Elia Merzari, Haomin Yuan, Misun Min, Dillon Shaver, Ronald Rahaman, Patrick Shriwise, Paul Romano, Alberto Talamo, Yu-Hsiang Lan, Derek Gaston, Richard Martineau, Paul Fischer, Yassin Hassan
Nuclear Technology | Volume 207 | Number 7 | July 2021 | Pages 1118-1141
Technical Paper | doi.org/10.1080/00295450.2020.1824471
Articles are hosted by Taylor and Francis Online.
This paper demonstrates a multiphysics solver for pebble-bed reactors, in particular, for Berkeley’s pebble-bed -fluoride-salt-cooled high-temperature reactor (PB-FHR) (Mark I design).
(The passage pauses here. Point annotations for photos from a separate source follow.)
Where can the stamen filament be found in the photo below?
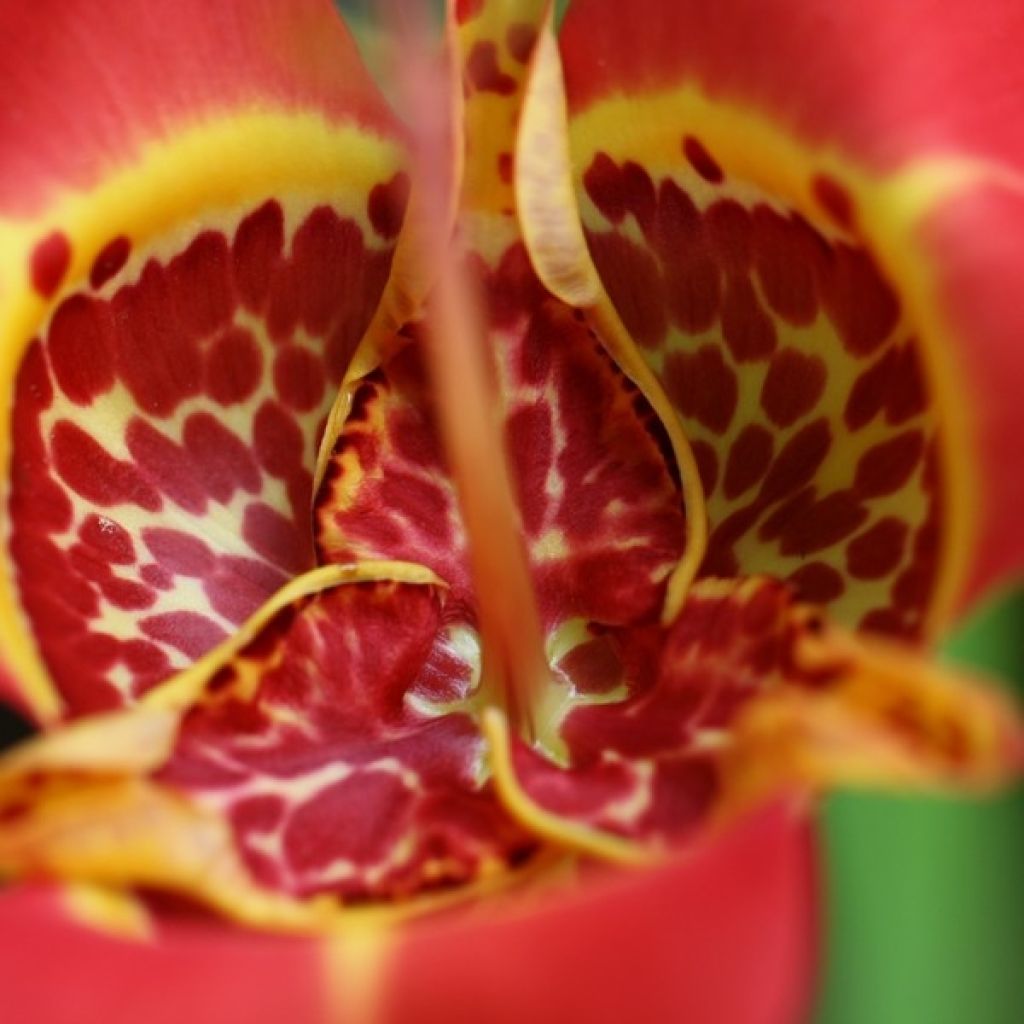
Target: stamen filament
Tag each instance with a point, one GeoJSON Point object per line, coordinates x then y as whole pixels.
{"type": "Point", "coordinates": [470, 413]}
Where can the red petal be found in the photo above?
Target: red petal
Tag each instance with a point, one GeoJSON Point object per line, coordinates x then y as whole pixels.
{"type": "Point", "coordinates": [882, 81]}
{"type": "Point", "coordinates": [115, 76]}
{"type": "Point", "coordinates": [977, 246]}
{"type": "Point", "coordinates": [55, 970]}
{"type": "Point", "coordinates": [723, 936]}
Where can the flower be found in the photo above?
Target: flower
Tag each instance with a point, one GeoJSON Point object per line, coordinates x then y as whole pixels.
{"type": "Point", "coordinates": [300, 635]}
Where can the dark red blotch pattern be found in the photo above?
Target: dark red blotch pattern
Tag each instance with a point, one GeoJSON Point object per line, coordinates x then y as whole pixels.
{"type": "Point", "coordinates": [640, 767]}
{"type": "Point", "coordinates": [694, 272]}
{"type": "Point", "coordinates": [331, 780]}
{"type": "Point", "coordinates": [175, 338]}
{"type": "Point", "coordinates": [585, 450]}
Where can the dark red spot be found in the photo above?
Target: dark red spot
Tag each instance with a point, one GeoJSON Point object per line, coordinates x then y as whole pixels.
{"type": "Point", "coordinates": [877, 551]}
{"type": "Point", "coordinates": [822, 523]}
{"type": "Point", "coordinates": [80, 346]}
{"type": "Point", "coordinates": [483, 73]}
{"type": "Point", "coordinates": [869, 392]}
{"type": "Point", "coordinates": [466, 10]}
{"type": "Point", "coordinates": [156, 577]}
{"type": "Point", "coordinates": [166, 464]}
{"type": "Point", "coordinates": [240, 586]}
{"type": "Point", "coordinates": [283, 305]}
{"type": "Point", "coordinates": [859, 301]}
{"type": "Point", "coordinates": [49, 262]}
{"type": "Point", "coordinates": [749, 459]}
{"type": "Point", "coordinates": [279, 440]}
{"type": "Point", "coordinates": [793, 386]}
{"type": "Point", "coordinates": [275, 538]}
{"type": "Point", "coordinates": [256, 251]}
{"type": "Point", "coordinates": [299, 378]}
{"type": "Point", "coordinates": [886, 621]}
{"type": "Point", "coordinates": [386, 206]}
{"type": "Point", "coordinates": [177, 552]}
{"type": "Point", "coordinates": [721, 559]}
{"type": "Point", "coordinates": [188, 632]}
{"type": "Point", "coordinates": [634, 284]}
{"type": "Point", "coordinates": [233, 367]}
{"type": "Point", "coordinates": [128, 594]}
{"type": "Point", "coordinates": [701, 161]}
{"type": "Point", "coordinates": [202, 286]}
{"type": "Point", "coordinates": [817, 583]}
{"type": "Point", "coordinates": [222, 463]}
{"type": "Point", "coordinates": [529, 441]}
{"type": "Point", "coordinates": [90, 471]}
{"type": "Point", "coordinates": [109, 539]}
{"type": "Point", "coordinates": [771, 528]}
{"type": "Point", "coordinates": [749, 332]}
{"type": "Point", "coordinates": [506, 166]}
{"type": "Point", "coordinates": [907, 395]}
{"type": "Point", "coordinates": [638, 194]}
{"type": "Point", "coordinates": [798, 462]}
{"type": "Point", "coordinates": [787, 256]}
{"type": "Point", "coordinates": [692, 280]}
{"type": "Point", "coordinates": [888, 466]}
{"type": "Point", "coordinates": [707, 460]}
{"type": "Point", "coordinates": [110, 261]}
{"type": "Point", "coordinates": [835, 200]}
{"type": "Point", "coordinates": [158, 358]}
{"type": "Point", "coordinates": [913, 586]}
{"type": "Point", "coordinates": [728, 227]}
{"type": "Point", "coordinates": [603, 183]}
{"type": "Point", "coordinates": [329, 256]}
{"type": "Point", "coordinates": [704, 386]}
{"type": "Point", "coordinates": [358, 818]}
{"type": "Point", "coordinates": [520, 40]}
The FHR is a class of advanced nuclear reactors that combines the robust coated particle fuel form from high-temperature gas-cooled reactors, the direct reactor auxiliary cooling system passive decay removal of liquid-metal fast reactors, and the transparent, high-volumetric heat capacitance liquid-fluoride salt working fluids (e.g., FLiBe) from molten salt reactors. This fuel and coolant combination enables FHRs to operate in a high-temperature, low-pressure design space that has beneficial safety and economic implications. The PB-FHR relies on a pebble-bed approach, and pebble-bed reactors are, in a sense, the poster child for multiscale analysis.
Relying heavily on the MultiApp capability of the Multiphysics Object-Oriented Simulation Environment (MOOSE), we have developed Cardinal, a new platform for lower-length-scale simulation of pebble-bed cores. The lower-length-scale simulator comprises three physics: neutronics (OpenMC), thermal fluids (Nek5000/NekRS), and fuel performance (BISON). Cardinal tightly couples all three physics and leverages advances in MOOSE, such as the MultiApp system and the concept of MOOSE-wrapped applications. Moreover, Cardinal can utilize graphics processing units for accelerating solutions. In this paper, we discuss the development of Cardinal and the verification and validation and demonstration simulations.